In one embodiment, wafer transport system 18 includes a robot arm 30 and a controller 32. Robot arm 30 may be any conventional wafer processing robotic arm,
which provides R (translation) and Θ (rotation) movements. A gripper or end effector (not shown) may be attached to the end of robot arm 30. The end effector may be made of a heat resistant material, such as quartz, for picking-up and placing wafer 22. An example of a commercially available type of robot arm is the SHR3000 robot ("SHR3000 robot") from the JEL Corporation of Hiroshima, Japan. The SHR3000 robot can rotate 340°, has 200 mm of vertical motion, and can extend its arms 390 mm in the horizontal plane. Another example of a type of wafer processing robot is disclosed in U. S. Patent Application Serial No. 09/451,677, filed November 30, 1999, which is herein incorporated by reference for all purposes. Once wafer 22 is positioned in chamber 24, transport system 18 retracts and gate valve 29 closes to begin processing. After wafer 22 is processed, gate valve 29 opens to allow transport system 18 to pick-up and remove wafer 22 from the processing chamber.

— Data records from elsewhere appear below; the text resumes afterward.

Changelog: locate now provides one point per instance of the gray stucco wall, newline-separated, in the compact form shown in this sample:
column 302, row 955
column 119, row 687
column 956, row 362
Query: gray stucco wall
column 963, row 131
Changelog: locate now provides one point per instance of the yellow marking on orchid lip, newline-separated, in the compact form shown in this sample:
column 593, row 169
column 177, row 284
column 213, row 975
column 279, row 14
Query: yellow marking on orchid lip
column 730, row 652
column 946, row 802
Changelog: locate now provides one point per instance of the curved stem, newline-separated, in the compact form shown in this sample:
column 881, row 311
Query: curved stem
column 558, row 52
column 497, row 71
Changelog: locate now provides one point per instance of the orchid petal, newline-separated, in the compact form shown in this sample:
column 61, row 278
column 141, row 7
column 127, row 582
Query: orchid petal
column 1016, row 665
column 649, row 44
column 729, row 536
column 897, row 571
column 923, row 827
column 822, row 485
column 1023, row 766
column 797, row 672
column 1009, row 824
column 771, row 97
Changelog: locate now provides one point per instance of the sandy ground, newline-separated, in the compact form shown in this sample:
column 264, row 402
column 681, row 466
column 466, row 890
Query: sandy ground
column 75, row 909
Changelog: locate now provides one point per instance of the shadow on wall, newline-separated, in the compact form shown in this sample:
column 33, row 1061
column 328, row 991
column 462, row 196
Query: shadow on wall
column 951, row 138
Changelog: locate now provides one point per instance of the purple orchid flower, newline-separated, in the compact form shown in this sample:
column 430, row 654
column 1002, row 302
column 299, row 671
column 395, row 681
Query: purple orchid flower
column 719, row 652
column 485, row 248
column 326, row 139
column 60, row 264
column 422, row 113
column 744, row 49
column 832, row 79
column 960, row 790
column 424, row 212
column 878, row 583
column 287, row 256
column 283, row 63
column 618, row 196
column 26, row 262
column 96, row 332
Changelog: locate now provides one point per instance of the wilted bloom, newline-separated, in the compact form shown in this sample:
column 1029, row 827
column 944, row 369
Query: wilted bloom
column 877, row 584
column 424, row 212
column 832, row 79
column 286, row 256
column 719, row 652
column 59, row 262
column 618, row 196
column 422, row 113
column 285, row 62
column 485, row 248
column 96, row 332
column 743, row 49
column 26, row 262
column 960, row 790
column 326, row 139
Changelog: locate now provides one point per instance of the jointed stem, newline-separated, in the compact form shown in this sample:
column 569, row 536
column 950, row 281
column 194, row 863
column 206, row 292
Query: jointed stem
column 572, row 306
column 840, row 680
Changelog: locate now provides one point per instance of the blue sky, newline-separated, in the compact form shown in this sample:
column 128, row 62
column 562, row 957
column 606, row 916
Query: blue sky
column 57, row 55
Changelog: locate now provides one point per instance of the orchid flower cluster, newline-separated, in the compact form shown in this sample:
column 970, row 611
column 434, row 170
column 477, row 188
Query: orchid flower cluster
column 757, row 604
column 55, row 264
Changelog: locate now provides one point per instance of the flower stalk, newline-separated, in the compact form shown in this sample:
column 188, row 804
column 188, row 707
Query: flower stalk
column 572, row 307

FIG. 2 is a flow diagram of an embodiment of the method of the present invention, which can be performed using processing system 10 of FIG. 1. In this embodiment, processing chamber 24 is a furnace. Furnace 24 may be any conventional type wafer processing furnace, such as any lamp-based or resistively heated furnace. In accordance
with the present invention, furnace 24 can be pumped down (40) to a vacuum pressure using a conventional pumping system 32. Pumping down (40) furnace 24 ensures that substantially all moisture and oxygen are removed from the furnace to prohibit the formation of a native SiO2. Optionally, furnace 24 may be filled with an inert gas (42), such as Argon or Helium, to ensure that residual oxygen and moisture are substantially removed from furnace 24. As further described below, furnace 24 may also be filled with N2 for diluting the reactive gas.

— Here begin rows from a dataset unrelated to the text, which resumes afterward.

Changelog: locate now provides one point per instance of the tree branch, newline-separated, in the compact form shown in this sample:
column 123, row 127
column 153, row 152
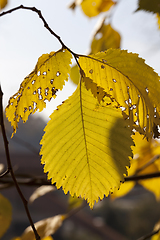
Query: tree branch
column 10, row 169
column 147, row 236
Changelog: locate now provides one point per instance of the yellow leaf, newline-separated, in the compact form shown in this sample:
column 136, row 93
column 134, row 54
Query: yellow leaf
column 106, row 37
column 86, row 146
column 74, row 74
column 145, row 150
column 74, row 202
column 5, row 214
column 132, row 83
column 40, row 85
column 3, row 3
column 93, row 7
column 45, row 228
column 42, row 190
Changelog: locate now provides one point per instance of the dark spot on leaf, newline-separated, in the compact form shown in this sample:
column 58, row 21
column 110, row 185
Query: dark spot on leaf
column 102, row 66
column 38, row 73
column 54, row 91
column 147, row 90
column 58, row 74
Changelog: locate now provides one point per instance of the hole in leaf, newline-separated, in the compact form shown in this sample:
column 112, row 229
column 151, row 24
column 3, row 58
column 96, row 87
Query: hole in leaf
column 54, row 91
column 137, row 123
column 46, row 91
column 58, row 73
column 38, row 73
column 147, row 90
column 39, row 90
column 98, row 36
column 25, row 110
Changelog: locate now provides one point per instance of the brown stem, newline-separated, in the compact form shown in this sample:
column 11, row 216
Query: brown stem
column 10, row 169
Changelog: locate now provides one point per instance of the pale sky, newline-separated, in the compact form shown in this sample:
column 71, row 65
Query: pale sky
column 23, row 39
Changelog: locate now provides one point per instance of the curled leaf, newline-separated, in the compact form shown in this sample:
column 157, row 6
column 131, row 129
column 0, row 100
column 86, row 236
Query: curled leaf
column 40, row 85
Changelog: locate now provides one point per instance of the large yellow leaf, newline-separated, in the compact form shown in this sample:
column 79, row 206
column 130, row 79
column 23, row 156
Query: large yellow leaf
column 86, row 146
column 145, row 162
column 132, row 83
column 5, row 214
column 3, row 3
column 106, row 37
column 40, row 85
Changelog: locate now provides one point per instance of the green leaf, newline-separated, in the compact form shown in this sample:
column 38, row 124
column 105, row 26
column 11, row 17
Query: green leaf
column 86, row 146
column 41, row 84
column 130, row 82
column 5, row 214
column 150, row 6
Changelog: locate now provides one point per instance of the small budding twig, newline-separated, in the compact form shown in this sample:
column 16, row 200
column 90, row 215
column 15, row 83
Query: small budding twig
column 10, row 169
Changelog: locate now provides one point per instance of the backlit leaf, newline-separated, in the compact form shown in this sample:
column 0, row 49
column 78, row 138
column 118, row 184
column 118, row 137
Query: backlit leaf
column 3, row 3
column 5, row 214
column 146, row 161
column 86, row 146
column 132, row 83
column 146, row 151
column 40, row 85
column 106, row 37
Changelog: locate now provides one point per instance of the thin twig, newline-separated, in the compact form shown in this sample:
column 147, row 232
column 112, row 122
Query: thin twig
column 10, row 169
column 147, row 236
column 152, row 160
column 142, row 177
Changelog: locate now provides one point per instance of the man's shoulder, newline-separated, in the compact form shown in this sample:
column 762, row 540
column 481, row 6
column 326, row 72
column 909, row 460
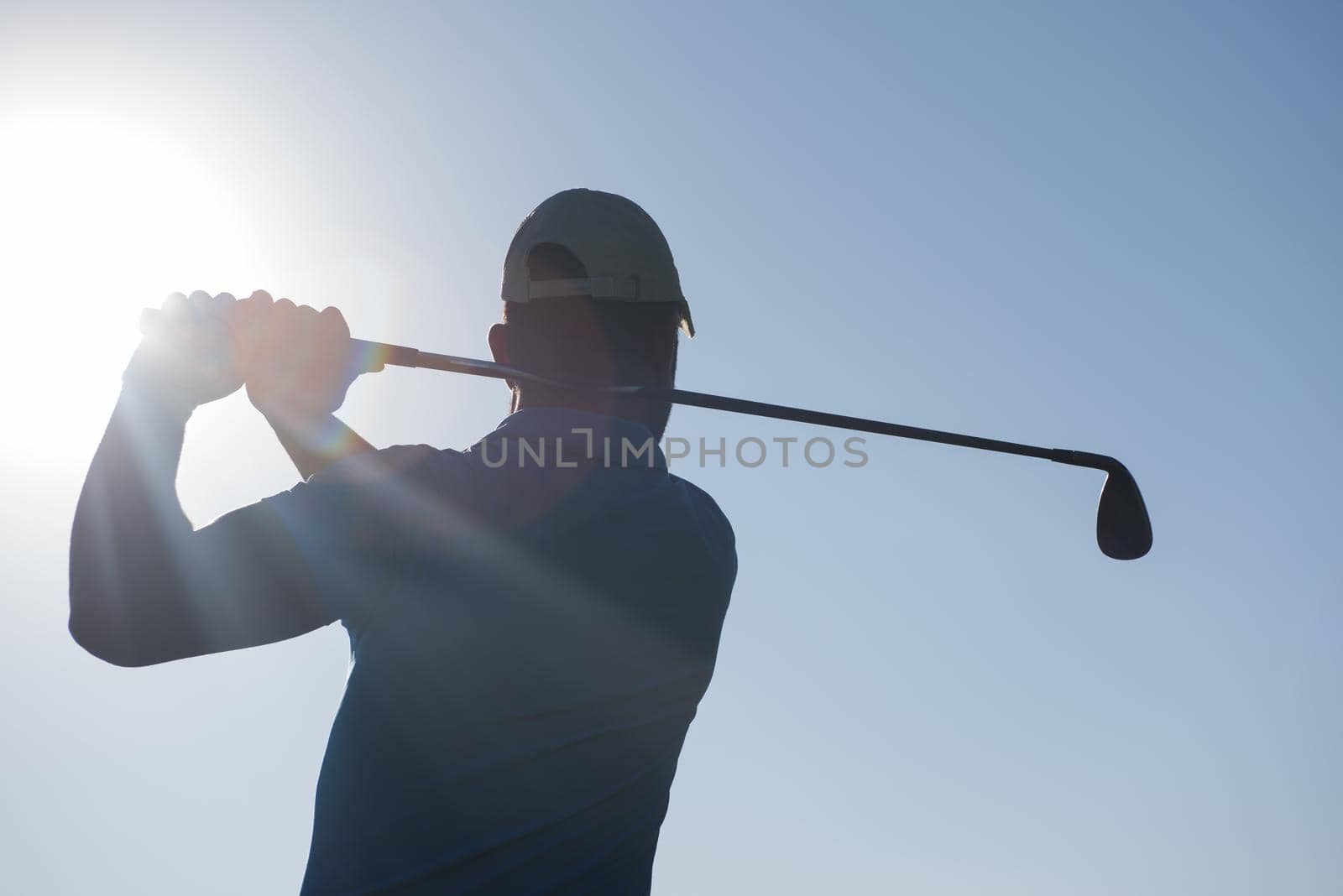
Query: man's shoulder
column 712, row 522
column 373, row 467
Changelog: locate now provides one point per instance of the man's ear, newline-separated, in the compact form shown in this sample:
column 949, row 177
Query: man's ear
column 499, row 347
column 499, row 342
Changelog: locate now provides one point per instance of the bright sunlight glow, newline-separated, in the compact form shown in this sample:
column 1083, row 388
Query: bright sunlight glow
column 97, row 221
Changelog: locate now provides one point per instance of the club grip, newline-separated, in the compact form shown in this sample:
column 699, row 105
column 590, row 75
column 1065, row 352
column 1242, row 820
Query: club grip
column 374, row 356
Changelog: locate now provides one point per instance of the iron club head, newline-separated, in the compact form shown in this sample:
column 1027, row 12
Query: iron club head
column 1123, row 529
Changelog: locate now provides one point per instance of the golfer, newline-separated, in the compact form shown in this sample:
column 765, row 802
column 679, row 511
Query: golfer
column 532, row 620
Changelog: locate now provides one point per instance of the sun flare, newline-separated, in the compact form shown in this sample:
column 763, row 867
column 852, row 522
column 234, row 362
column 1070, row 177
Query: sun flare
column 98, row 219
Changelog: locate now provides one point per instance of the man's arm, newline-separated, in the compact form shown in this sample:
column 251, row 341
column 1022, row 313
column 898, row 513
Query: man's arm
column 144, row 585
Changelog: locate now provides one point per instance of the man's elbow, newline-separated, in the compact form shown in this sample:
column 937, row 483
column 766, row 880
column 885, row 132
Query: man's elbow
column 104, row 644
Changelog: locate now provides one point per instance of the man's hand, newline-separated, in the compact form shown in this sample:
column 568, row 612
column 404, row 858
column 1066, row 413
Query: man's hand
column 295, row 361
column 188, row 353
column 299, row 367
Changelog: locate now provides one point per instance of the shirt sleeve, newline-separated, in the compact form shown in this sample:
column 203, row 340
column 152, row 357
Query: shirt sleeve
column 342, row 524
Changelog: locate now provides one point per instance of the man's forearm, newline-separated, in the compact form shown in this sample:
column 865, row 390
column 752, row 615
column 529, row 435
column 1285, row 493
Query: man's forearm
column 316, row 445
column 128, row 528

As understood with reference to the graph of FIG. 8, furnace 24 can be preheated
to a steady state temperature Ts, which can range from about 200° C to about 1200° C. At
least one silicon wafer 22 is loaded (44) into furnace 24 using transport system 18. After the wafer is loaded (44) into furnace 24, wafer 22 is heated from the initial temperature Ts to a processing temperature Tp. The processing temperature Tp can range from between
about 200° C to about 1200° C; preferably a range of between about 400° C to about
1100° C. In one embodiment, as the wafer temperature in furnace 24 approaches processing temperature Ts, a process gas, such as oxygen, is introduced (48) into chamber 24. The rate of flow of the process gas through processing chamber 24 or the partial pressure of the reactive gas is controlled to control the desired rate of growth. It should be understood that when furnace 24 has been pulled to vacuum, the pressure line in FIG. 8 represents the actual pressure PA of furnace 24. Wafer 22 is held in furnace 24 exposed to the oxygen for a time long enough to accomplish the growth of the layer of SiO2. The thickness of the SiO2 layer can range from about 10 A to about 50 A; preferably between about 10 A to about 30 A. Generally, the processing time can range from about 1 to 20 minutes, depending on the process temperature and process ambient conditions.

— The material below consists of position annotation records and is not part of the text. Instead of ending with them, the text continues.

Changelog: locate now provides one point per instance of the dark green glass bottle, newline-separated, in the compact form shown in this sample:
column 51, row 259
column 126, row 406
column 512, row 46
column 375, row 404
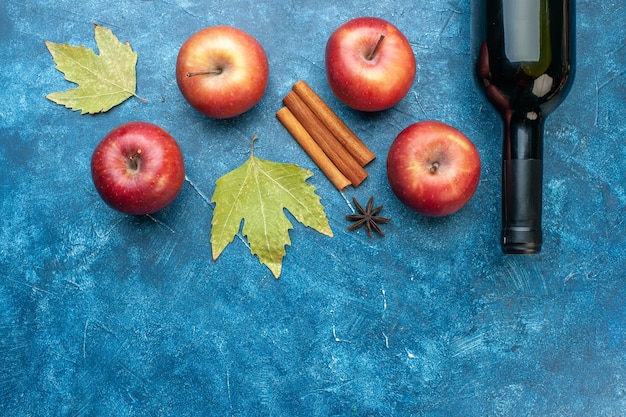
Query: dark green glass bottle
column 523, row 52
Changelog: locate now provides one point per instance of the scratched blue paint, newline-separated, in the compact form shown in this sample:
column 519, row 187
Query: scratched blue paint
column 103, row 314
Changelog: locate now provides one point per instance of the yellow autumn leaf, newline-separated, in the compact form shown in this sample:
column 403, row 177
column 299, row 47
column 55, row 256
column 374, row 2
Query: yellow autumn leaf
column 104, row 80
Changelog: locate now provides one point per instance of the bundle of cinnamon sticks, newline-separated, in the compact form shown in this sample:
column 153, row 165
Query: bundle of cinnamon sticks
column 330, row 143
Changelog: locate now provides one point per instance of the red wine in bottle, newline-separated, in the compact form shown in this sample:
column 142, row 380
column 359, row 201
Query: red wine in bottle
column 524, row 52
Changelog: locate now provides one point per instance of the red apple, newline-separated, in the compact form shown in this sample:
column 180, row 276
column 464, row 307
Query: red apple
column 222, row 71
column 370, row 64
column 433, row 168
column 138, row 168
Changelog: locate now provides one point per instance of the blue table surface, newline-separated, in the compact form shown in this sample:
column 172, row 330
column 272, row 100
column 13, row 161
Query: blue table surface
column 113, row 315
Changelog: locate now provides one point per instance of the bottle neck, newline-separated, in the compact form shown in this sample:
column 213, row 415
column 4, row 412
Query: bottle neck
column 523, row 136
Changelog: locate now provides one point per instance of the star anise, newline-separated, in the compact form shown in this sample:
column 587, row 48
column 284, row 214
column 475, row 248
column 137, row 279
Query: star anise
column 368, row 217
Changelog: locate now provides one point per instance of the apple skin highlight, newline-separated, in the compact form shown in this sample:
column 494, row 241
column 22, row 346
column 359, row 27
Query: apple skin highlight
column 370, row 64
column 138, row 168
column 433, row 168
column 222, row 71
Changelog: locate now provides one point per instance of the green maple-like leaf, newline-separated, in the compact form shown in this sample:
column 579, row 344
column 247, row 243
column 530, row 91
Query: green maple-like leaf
column 258, row 192
column 104, row 80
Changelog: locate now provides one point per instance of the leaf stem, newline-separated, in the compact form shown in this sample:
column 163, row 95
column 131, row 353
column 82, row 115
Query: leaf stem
column 254, row 137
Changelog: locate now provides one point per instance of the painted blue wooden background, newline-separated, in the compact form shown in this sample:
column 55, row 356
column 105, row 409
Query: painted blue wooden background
column 103, row 314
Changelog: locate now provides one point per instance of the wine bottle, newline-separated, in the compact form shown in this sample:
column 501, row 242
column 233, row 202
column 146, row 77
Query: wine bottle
column 524, row 52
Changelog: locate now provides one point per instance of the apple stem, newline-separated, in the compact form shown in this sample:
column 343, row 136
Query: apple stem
column 133, row 161
column 373, row 53
column 210, row 72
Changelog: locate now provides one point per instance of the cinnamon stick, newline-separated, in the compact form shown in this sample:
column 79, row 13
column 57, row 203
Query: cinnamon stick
column 335, row 151
column 312, row 149
column 338, row 128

In an alternative embodiment, the growth rate of the thin film layer can be controlled by controlling the partial pressure Pp (FIG. 8) of the reactive gas relative to all gases introduced (48) into furnace 24. For example, an inert gas, such as Helium or Argon, may be introduced into furnace 24, creating a specific chamber pressure. The reactive gas can be introduced such that the partial pressure Pp of the reactive gas relative to the chamber pressure is at the desired pressure level for formation of the thin film layer. Optionally, an inert gas, such as N2 or the like, can be introduced into furnace 24 prior to, with, or after the introduction of the reactive gas to dilute the reactive gas to the desired partial pressure Pp. For example, with no intent to limit the invention thereby, under a partial pressure of 1 Torr the growth rate of O can be maintained at 10-20 A/hr. and at a partial pressure of 1 atm the growth rate of O2 can be maintained at 1-2 A min.
Referring again to FIG. 2, the growth of SiO2 on the wafer surface can be stopped at processing temperatures by pulling furnace 24 to vacuum (49) before removing wafer 22 from the furnace. The wafer is then removed (50) from chamber 24, using transport
system 18. The wafer is allowed to cool to between about 50° C and 90° C before being returned to cassette 14. In an alternative embodiment, the growth of the SiO2 layer can be slowed or almost stopped by removing the wafer from fumace 24. Removal of the wafer causes the wafer to cool below processing temperatures.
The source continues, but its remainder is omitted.